Sometimes a more radical change of domain is called for, where S is not saliently described as either a set or a class, for example with fictional discourses. The role of x∈ S is then taken over by modal operators of fictionalization introduced by Lewis in Truth in Fiction which apply to sentences rather than to variables, so the Platonist make believe that fictional objects populate some kinds of sets is not needed. But the mechanism of blocking an unwelcome mixing of discourses is the same in spirit:

“But if we prefix the operator "In the fiction f" to some of the original premisses and not to others, or if we take some but not all of the premisses as tacitly prefixed, then in general neither the original conclusion nor the prefixed conclusion "In the fiction f” will follow.
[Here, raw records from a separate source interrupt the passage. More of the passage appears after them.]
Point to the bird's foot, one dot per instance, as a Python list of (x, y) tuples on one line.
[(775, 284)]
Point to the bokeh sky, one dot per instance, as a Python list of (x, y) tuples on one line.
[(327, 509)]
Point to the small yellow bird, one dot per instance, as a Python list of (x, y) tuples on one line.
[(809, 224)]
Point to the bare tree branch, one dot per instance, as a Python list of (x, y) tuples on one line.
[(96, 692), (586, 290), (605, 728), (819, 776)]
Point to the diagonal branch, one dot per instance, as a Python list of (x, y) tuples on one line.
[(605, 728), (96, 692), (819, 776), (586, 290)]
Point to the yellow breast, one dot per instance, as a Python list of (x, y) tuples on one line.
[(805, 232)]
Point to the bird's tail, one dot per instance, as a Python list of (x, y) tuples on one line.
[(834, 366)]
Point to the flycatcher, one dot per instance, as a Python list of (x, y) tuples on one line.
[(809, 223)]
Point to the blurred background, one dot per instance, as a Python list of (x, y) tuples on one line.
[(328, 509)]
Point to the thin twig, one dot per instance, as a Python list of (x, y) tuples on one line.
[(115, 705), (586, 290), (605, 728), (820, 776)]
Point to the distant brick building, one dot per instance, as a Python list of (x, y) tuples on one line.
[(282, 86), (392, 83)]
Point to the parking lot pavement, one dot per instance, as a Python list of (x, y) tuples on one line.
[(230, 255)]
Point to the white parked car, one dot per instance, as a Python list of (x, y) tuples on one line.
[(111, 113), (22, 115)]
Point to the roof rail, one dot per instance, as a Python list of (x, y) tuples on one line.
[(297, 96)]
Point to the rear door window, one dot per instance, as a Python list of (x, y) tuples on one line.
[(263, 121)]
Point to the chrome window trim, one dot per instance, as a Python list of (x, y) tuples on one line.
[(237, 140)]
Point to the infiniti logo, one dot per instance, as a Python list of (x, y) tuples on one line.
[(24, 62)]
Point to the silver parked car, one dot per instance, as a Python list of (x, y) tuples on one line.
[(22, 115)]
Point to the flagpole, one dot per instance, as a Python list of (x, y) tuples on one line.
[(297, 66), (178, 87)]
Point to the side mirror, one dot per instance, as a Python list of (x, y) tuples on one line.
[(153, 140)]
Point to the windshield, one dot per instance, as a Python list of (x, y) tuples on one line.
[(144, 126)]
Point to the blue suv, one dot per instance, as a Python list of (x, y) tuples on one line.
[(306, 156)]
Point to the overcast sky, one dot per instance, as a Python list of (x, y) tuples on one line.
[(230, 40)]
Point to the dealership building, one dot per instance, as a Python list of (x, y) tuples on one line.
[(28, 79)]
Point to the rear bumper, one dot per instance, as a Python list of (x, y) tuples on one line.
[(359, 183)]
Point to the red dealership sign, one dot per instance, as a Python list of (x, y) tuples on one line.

The premiss that Holmes lived at 221B Baker Street was true only if taken as prefixed. The premiss that the only building at 221B Baker Street was a bank, on the other hand, was true only if taken as unprefixed, for in the stories there was no bank there but rather a rooming house.

Taking the premisses as we naturally would in the ways that make them true, nothing follows: neither the unprefixed conclusion that Holmes lived in a bank nor the prefixed conclusion that in the stories he lived in a bank. Taking both premisses as unprefixed, the unprefixed conclusion follows but the first premiss is false. Taking both premisses as prefixed, the prefixed conclusion follows but the second premiss is false”.
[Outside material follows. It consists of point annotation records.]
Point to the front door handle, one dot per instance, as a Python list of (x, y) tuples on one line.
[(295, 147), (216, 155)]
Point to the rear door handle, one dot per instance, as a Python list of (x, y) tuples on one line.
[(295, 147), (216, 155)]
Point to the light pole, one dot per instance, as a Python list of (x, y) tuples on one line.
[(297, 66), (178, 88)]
So this apple is not prime, but according to Ionesco it is prime, no contradiction. Rosen adapted Lewis’s framework to modal semantics of possible worlds for those unwilling to accept the explosion in ontology it requires. All possible worlds and objects in them are reduced to fictions, see his Modal Fiction.

Meinongian universe

Finally, there is an option “opposite” to fictionalism, which adopts the most prolific ontology imaginable, that of Meinong, with golden mountains and round squares admitted on a par with desks and chairs. A coherent formal version of it was worked out by Parsons in A Prolegomenon to Meinongian Semantics. In a way, the mechanics is not that different from fictionalism or Russell’s paraphrase:

”Individuals are not sets of properties. However, corresponding to each individual is a unique set of properties-the set of properties that the individual has. I call this set the "correlate" of the individual… Likewise, Meinongian objects are not sets of properties either, but I'll talk as if they were. More literally, sets of properties (i.e., subsets of P) will "represent" objects in this theory, much as certain sets of sets represent numbers for logicists.
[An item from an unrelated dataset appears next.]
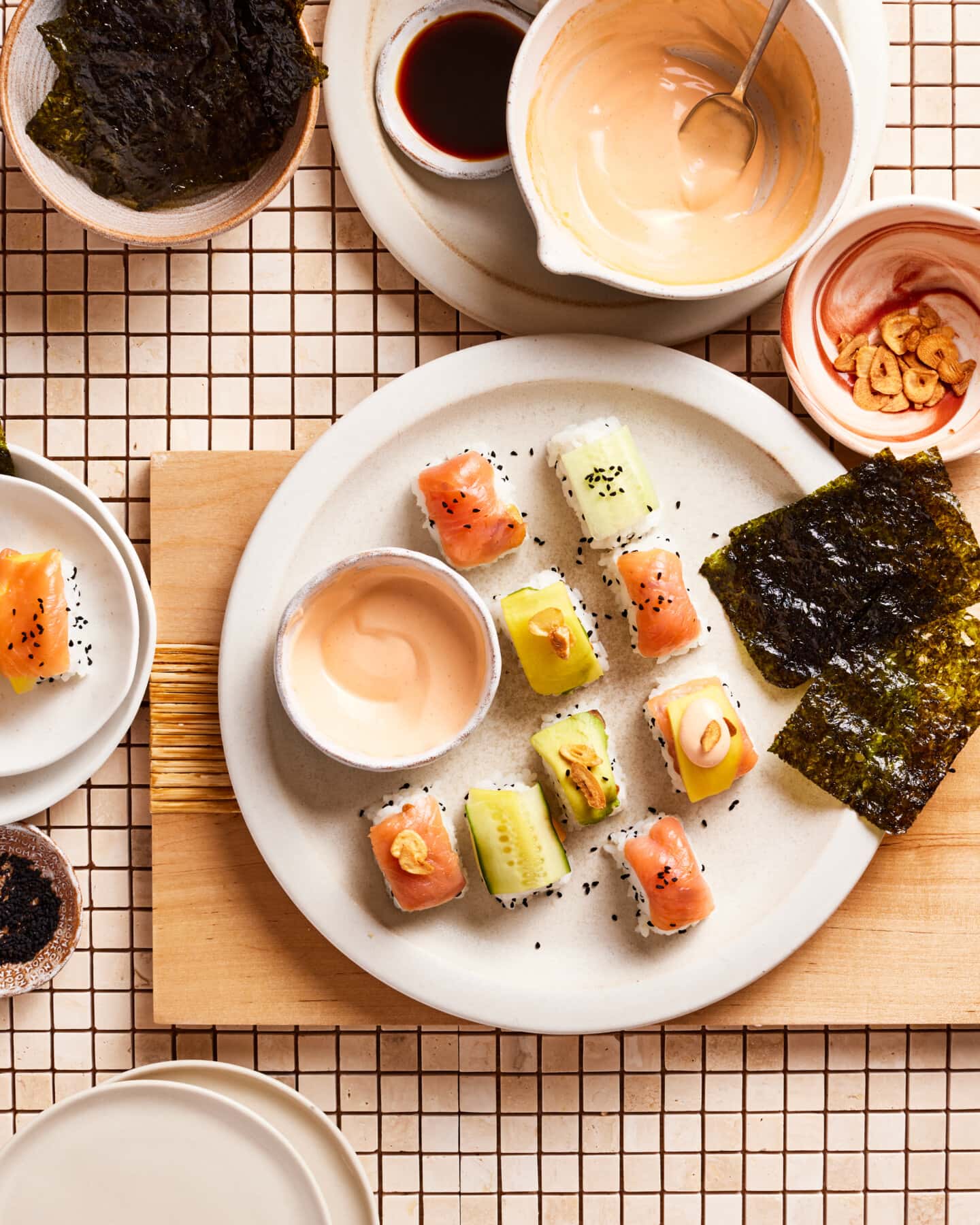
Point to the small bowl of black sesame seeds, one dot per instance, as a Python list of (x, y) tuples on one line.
[(41, 909)]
[…] There are incomplete objects. For example, the gold mountain is not determinate with respect to any properties except for its goldness and its mountainhood… There are supposed to be objects that don't exist. These will simply be sets of properties that aren't the correlates of any individuals… There are impossible objects, for example, the round square. This object may be represented by {roundness, squareness}. The round square happens to be incomplete, but there are complete impossible objects too.

[…] I intend 'there are' in the broadest sense, the sense of 'some'. In particular, my quantifiers are to range over all objects… It is clear from M4 that Meinong would not regard such a quantifier as existentially loaded.”

This is perhaps the closest option to the unrestricted uberdomain asked for in the OP. When restriction of context is needed one can simply use the classical restriction device described above, there are no qualms to be had in Meinongianism over what “sets” may contain. Pace Kant, there is also an existence predicate in this formalization, and blocking incoherence with impossible objects is simple: their properties may be inconsistent, but the existence predicate is false on them. "There are" and "there exist" come apart here.

Considering that Meinongian “objects” are essentially identified with collections of properties, and to us those pretty much manifest as indefinite descriptions, i.e. conjunctions of descriptive sentences, we get something very much like fictionalism in disguise. So primality is not among this apple's properties, but Ionesco-primality is. There are also apples that combine primality and non-primality, they just happen not to exist.